15. Avoid distractions
The classic tip for this is to show them what you want them to do with a worksheet before giving it out, so that they don’t start reading through while they should be listening to you. The same thing can be done before you let them open their textbooks. You could also ask them to close all books and put away all worksheets before the instructions stage, as this both avoids distraction and marks a transition into a new stage. Other things that could help include: making sure you have an “Any questions?” stage at the end of the previous activity; clearly marking a new stage in the lesson (e.g. by changing your position in the classroom or cleaning the whiteboard); and making sure all chatting has stopped before you start.

16. Unfinished sentences and statements as questions
One general hint on teacher language that can be particularly useful with instructions is mixing up your normal statements and questions with these two forms, e.g. “And the winner is…” and “The best thing to do is read every word carefully?”

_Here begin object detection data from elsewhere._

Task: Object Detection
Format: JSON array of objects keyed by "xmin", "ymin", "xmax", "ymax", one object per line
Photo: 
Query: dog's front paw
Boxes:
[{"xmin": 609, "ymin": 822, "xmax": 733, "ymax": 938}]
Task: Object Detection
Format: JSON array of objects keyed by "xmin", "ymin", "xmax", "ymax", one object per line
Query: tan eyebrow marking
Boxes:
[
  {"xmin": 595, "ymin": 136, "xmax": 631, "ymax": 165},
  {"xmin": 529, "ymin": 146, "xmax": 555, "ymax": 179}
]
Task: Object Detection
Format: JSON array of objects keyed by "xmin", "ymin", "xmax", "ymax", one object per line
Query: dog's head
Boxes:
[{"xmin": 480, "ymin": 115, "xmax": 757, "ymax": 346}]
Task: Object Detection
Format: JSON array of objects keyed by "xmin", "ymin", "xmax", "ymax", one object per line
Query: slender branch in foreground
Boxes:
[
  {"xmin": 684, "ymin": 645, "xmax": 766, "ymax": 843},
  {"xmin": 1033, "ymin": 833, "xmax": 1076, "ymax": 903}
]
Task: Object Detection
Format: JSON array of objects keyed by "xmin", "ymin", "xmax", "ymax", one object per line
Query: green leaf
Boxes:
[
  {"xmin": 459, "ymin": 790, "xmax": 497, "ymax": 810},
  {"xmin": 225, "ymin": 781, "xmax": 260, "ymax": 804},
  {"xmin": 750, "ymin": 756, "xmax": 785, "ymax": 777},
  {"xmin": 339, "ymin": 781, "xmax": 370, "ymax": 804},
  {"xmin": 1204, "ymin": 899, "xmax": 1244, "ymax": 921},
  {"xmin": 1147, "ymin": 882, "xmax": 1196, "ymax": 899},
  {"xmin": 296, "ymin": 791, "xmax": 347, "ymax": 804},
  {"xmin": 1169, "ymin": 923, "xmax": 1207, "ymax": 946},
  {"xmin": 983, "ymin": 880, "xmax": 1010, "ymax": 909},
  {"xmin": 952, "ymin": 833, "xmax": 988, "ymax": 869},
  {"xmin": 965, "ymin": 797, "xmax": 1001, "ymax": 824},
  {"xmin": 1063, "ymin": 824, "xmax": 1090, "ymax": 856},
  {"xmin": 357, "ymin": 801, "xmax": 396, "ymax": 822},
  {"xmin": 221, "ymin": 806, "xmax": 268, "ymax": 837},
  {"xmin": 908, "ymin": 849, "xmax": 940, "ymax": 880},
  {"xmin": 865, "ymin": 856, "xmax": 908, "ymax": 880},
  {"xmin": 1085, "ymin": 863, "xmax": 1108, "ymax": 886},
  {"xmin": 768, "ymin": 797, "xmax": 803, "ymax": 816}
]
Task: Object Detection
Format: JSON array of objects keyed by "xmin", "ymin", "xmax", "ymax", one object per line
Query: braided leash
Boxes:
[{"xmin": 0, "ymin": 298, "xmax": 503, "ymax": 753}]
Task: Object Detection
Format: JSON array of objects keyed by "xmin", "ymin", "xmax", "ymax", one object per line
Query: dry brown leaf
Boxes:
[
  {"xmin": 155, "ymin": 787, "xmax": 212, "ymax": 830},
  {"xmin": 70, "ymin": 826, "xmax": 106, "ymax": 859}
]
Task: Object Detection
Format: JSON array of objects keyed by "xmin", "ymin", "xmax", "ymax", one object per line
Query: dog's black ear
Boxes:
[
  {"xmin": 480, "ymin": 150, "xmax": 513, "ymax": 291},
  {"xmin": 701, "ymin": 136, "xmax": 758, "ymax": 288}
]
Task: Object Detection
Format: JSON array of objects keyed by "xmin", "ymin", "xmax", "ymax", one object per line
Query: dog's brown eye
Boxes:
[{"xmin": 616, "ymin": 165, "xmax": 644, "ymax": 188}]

17. Use the same language every time
For example, stick to one of “Hint”/“Clue”, “Change partners”/ “Find someone new to work with” and “Find someone who”/ “Mingle”. It’s easier to discipline yourself to do this if you have taught the language as suggested above, or if you have a poster of useful language on the classroom wall.

18. Opposite instructions
This is something that I only recently noticed works well. If your students are likely to get the wrong end of the stick, it can be very useful to plan the negative things that you will use in your instructions, e.g. “It isn’t a roleplay” and “I’m not going to give you a dice”. Brainstorming potential misunderstandings and other problems (e.g. “They might show their worksheets to each other”) can help with this, and is in fact generally a useful thing to do if you have problems with instructions.

19. L1
Actually using L1 (the students’ first language) in the instructions stage should be a last resort, as listening to (or reading, or speaking while guessing) instructions is one of the main real uses of the target language for students who rarely use English outside the classroom. Translating English instructions should especially be avoided, because then students get the idea that English is something you ignore until L1 comes along. There might, however, be times when you would have to abandon the activity just because you couldn’t explain it just in English. Choosing something that is easier to understand may often be the right response but if you can’t think of an alternative that is nearly as useful, some sensible use of L1 might be better than giving up on the activity. Ways of stopping the whole instructions stage becoming L1 include: pre-teaching key phrases with L1 translations then giving the instructions in English; explaining the game it is based on in L1 and then explaining the TEFL variation in English; and providing a list of useful classroom instructions vocabulary with translations for them to study at home before the lesson with the tricky instructions.

Written by Alex Case for May 2010
Alex Case is the author of TEFLtastic.


  • Maher Siala says:

    Dear publishing staff,
    It’s a wondrful article; the best I have ever read in this field.
    Best regards,
    Maher Siala

  • brand says:

    Regarding 19, as far as I think the facilitative role of L1 shouldn’t be ignored. There are occasions when using L1 is the fist and last choice especially at lower level of proficiency classes.